When you experience symptoms, how do you know if it is something that will go away, or something that needs attention from a doctor? Here is a laundry list of symptoms that tend to be associated with the flu or the common cold, but that could actually indicate something more serious:
- Difficulty breathing: It’s important to know that viral infections such as the flu should not make you short of breath. Catching your breath is different than difficulty breathing. It could be a ymptom of a far more serious problem. Possibilities include pneumonia, asthma, heart disease, lung abscess, pneumothorax (air surrounding your lungs), pulmonary embolism (blood clot), lung disease, anemia, chronic obstructive lung disease, or a handful of others. This list underlines the importance of seeing a medical professional. Also, very important: if a child experiences shortness of breath, he or she should be taken immediately to a doctor.

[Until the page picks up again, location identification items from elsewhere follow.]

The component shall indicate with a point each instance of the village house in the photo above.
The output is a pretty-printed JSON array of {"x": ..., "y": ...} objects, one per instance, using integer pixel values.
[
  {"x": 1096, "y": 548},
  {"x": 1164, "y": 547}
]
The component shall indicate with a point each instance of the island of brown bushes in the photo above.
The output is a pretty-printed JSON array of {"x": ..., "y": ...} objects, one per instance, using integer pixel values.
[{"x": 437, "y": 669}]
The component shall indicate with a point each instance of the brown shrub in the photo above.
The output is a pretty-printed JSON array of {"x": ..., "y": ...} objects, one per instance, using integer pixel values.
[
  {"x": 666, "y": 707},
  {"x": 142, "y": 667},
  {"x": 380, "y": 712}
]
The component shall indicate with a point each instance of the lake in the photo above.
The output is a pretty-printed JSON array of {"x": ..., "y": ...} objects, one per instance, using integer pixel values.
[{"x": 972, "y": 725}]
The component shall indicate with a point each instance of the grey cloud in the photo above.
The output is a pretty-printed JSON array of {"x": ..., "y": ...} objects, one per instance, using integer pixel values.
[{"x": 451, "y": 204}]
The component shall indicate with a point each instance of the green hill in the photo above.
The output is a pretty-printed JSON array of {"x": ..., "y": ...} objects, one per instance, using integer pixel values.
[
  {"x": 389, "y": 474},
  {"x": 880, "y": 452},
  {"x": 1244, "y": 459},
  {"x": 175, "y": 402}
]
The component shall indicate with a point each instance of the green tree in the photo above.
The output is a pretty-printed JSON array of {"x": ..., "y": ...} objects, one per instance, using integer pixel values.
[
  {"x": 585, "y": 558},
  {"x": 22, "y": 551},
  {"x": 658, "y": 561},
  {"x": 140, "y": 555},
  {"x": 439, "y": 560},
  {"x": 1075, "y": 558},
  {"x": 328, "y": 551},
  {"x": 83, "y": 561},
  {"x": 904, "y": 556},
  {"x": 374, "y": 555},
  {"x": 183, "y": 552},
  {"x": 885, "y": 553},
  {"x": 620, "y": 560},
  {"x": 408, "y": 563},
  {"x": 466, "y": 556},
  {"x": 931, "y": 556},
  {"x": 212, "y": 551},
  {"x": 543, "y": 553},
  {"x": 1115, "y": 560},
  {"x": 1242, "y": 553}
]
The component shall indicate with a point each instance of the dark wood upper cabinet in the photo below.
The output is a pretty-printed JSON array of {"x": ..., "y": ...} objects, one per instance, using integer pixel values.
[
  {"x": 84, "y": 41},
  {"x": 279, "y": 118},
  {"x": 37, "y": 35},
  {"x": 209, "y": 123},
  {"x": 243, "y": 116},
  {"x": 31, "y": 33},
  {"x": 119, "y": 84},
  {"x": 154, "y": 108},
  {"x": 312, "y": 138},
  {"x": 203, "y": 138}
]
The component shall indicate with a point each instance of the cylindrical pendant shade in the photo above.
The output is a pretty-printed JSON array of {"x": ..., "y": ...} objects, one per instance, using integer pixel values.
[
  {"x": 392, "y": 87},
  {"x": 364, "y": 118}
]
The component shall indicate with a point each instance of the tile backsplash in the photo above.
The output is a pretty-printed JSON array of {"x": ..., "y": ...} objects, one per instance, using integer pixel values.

- Fever: If a fever lasts beyond four days, it is not a good thing. In fact, it is a sign that there could be an infection in your body that requires treatment.
- Chest pain: Chest pain, much like breathing difficulties, can signify a potentially serious underlying condition. Don’t let it go undiagnosed. Chest pain can be symptomatic of heart disease, pneumonia, asthma, digestive problems, anxiety, muscle strain, and more. Let a doctor make the call.
- Persistent congestion, headaches: Sometimes, your sinuses will get blocked and headaches will set in. If they last for longer than seems normal, see a doctor as soon as they become too frustrating to tolerate any further. Antibiotics will likely be used.
- Abnormal cough: This means a cough that brings up a lot of yellow or green mucous. It could also mean a persistent cough that doesn’t seem to disappear. A doctor may treat you with a dose of antihistamines or he or she might discover it is a symptom of asthma or gastro-esophageal reflux disease that you didn’t know you had. If you experience heartburn or acid reflux, it?s likely you have the
latter, also known as GERD. Both it and asthma are treatable. An unexplained cough that lasts three weeks or so could be symptomatic of pertussis, which is better known as the whooping cough — a bacterial infection that once struck children alone, but now is seen more than 60% of the time in adolescents and adults. It may take an antibiotic to cure this.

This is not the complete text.